Tuesday, October 03, 2006

History


I am told by my supervisor that the previous owner of this room subsequently became the Dean of the University, so I find myself sitting in a leather easy chair of august heritage. I also find myself in something of a little museum of computational mathematics, and in the style of most museums in small towns in Japan it is dusty, presented against a brown lineoleum background, and demanding of considerable personal research from the diligent amateur.

Here I present to you some artifacts from the early history of the computer. Clockwise from top left we have the Casio FX-1 Calculator,which was built in 1971 and is actually powered from the wall socket, not a battery; a box of 5.25" floppy disks (containing the 'system disk' (on one disk!) and a program called pi); an envelope containing magnetic cards for the Canon SX-3110 scientific calculator (so obscure I can't find a picture on the web); examples of the floppy disk and the card; and finally a 'statistics pack' for the SX-3110 calculator, which presumably one plugs in at the back to give it the kind of advanced functionality every 70s statistician needed. It must have been pretty big, because that stats pack is chunky. Unfortunately some looter has made off with the SX-3110; maybe it is of pre-war vintage, and was confiscated by the US for their electronic warfare program.
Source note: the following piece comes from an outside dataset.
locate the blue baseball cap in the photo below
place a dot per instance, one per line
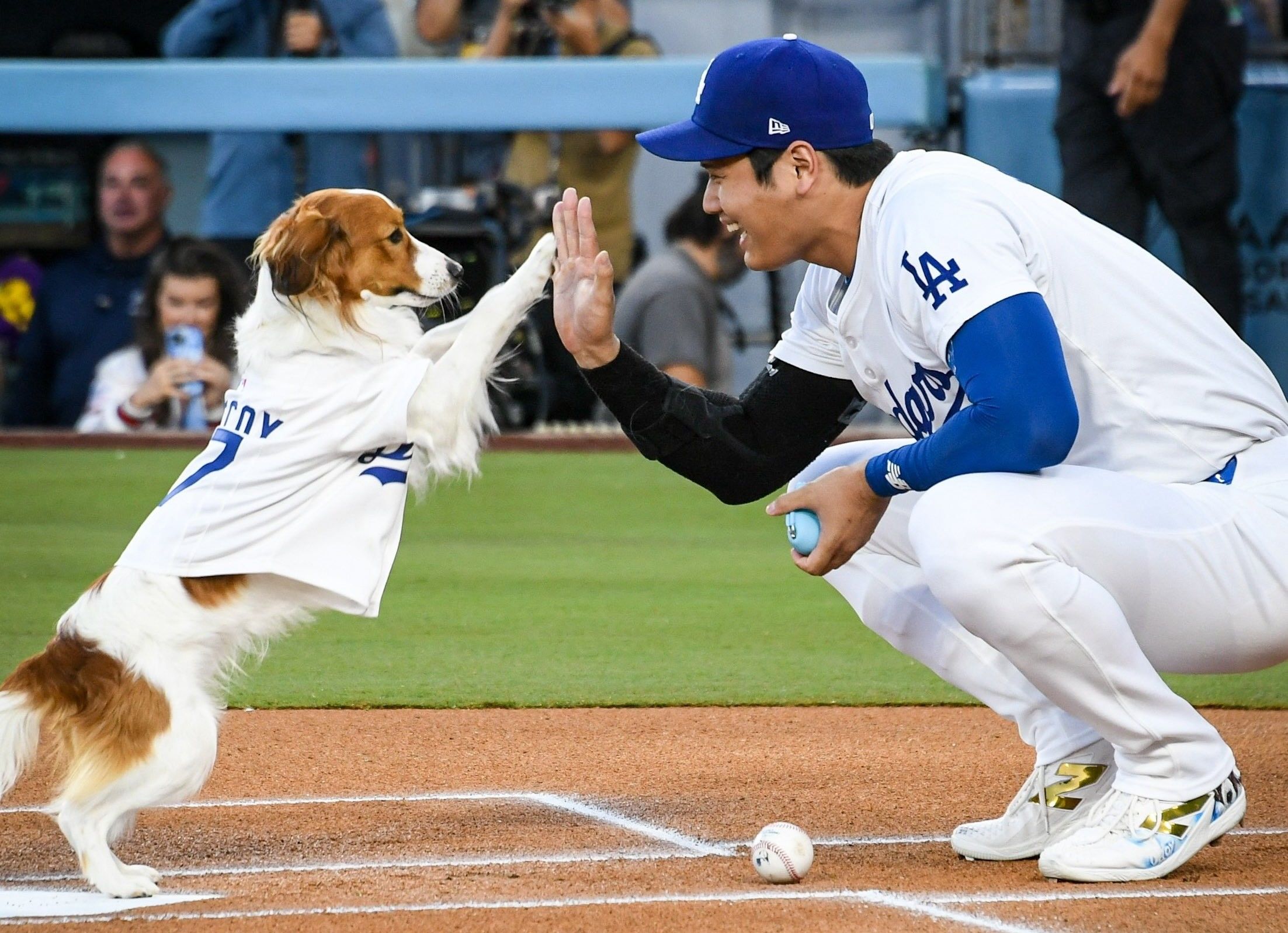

This isn't the only history available to me in this building. Down the hall is a cabinet in which are stacked two neat rows of magnetic backup tape which must be of 80s vintage at best. Rather a lot of the equipment in this place is rather old, actually, and all encased in brown. Even the LAN cable through which I beam this message to the internet is brown (I challenge you, fellow Australians, to find a brown LAN cable in Australia). It goes fetchingly with the formica table and brown chairs, but is so old that it has no flexibility.

I hope when my Hewlett-Packard PC arrives it is not from the Hewlett Packard Museum of Electronic Calculators, and is a colour other than brown!!!

1 Comments:

Anonymous Anonymous said...

My God, Datalife floppy disks!! The memories of playing with floppies...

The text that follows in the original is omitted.